Apollo package (2): Mixed Logit model

What if we want to complement our analysis with accounting for preference heterogeneity? That is, what if we suspect individuals in our sample have different preferences towards the explanatory variables we want to consider?

The figure below (that I produced for my environmental valuation lectures) summarizes how preferences for a good may change and actually look like a distribution. Suppose that the average person is indifferent towards a good. Individual 1 does not like the good, so (s)he would be an the left side of this spectrum (see figure). On the other hand, individual 2 really appreciates the good, so (s)he is on the right side of this spectrum.

If we were to ignore preference heterogeneity, we would capture the average person’s preference (i.e. indifference) and find a zero impact of the good on utility. We would conclude people do not care about this good. Accounting for preference heterogeneity would instead yield an average zero effect but a statistically significant estimate of the standard deviation of this distribution. We can conclude instead that, while most people are indifferent, some people care a lot about it, while other dislike it.

In this blog post, I estimate a mixed logit model using data from a stated preference survey. The data is described in Axhausen et al. (2008) about mode of transport choice in Switzerland. Two alternatives were presented in a choice card differing in terms of cost, time (congested and uncongested), headway time and number of changes (if public transportation).

I use the Apollo package, which I already covered in this blog post. I will skip the explanation about each part of the function since I covered a lot of this in my previous blog post. There are a few differences between running a mixed logit and a conditional logit model in Apollo. The first one is that mixing has to be set to TRUE, as well as nCores need to be defined to a number (which will determine the speed of the optimization).
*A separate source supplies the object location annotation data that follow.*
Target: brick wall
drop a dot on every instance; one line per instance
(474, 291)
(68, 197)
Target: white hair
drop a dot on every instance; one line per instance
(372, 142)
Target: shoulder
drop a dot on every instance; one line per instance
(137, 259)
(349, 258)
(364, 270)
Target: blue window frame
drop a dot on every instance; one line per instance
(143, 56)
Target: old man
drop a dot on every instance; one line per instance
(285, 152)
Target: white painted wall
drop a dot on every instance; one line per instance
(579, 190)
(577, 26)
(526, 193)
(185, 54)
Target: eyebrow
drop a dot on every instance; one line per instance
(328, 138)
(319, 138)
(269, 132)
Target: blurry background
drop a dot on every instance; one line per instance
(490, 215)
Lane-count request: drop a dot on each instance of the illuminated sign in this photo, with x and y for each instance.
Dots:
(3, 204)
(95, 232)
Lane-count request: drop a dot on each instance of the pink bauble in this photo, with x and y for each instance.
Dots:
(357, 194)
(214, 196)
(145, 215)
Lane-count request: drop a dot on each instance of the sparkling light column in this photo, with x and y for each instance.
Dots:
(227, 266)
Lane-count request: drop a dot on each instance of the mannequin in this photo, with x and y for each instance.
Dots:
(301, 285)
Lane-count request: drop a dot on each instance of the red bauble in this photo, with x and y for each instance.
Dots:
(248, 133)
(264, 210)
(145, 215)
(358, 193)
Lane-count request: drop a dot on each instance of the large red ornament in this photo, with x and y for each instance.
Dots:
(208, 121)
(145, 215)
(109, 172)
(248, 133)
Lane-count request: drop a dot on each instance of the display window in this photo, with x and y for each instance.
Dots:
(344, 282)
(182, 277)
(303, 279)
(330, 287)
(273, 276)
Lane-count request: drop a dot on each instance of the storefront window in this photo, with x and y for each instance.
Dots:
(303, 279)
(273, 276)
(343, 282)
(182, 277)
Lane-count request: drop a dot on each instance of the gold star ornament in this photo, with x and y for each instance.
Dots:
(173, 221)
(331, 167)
The second alteration is the inclusion of the standard deviation parameters for the ASCs and time and cost (e.g. sigma_cost). I also had to define the apollo_draws function, wherein I define the type of draws (e.g. halton) and how many. The number and types of draws will have an impact on how well the parameter solution will be found. I can also define different types of draws depending on what I want the distribution of the coefficients to be. Uniform or normal draws can be defined, but the code allows for different distributions (like triangular or log-normal) by making changes in the randcoeff list, wherein random coefficients are defined as depending on the beta and standard deviation parameters.


apollo_control = list(
  modelName       = "MNL_SP",
  modelDescr      = "MXL model",
  indivID         = "ID", 
  mixing          = TRUE,
  nCores          = 4,
  outputDirectory = "output"

apollo_beta=c(asc_alt1                      = 0,
              asc_alt2                      = 0.009726,
              beta_cost                = -5,
              beta_time                = -0.121072 , 
              beta_hw              = 0.466756 , 
              beta_ch              = -1.561858 ,
              sigma_asc_alt1            = -0.408566 ,
              sigma_asc_alt2            = -0.061177 ,
              sigma_cost               = -1.129939 , 
              sigma_time               = -0.050321  )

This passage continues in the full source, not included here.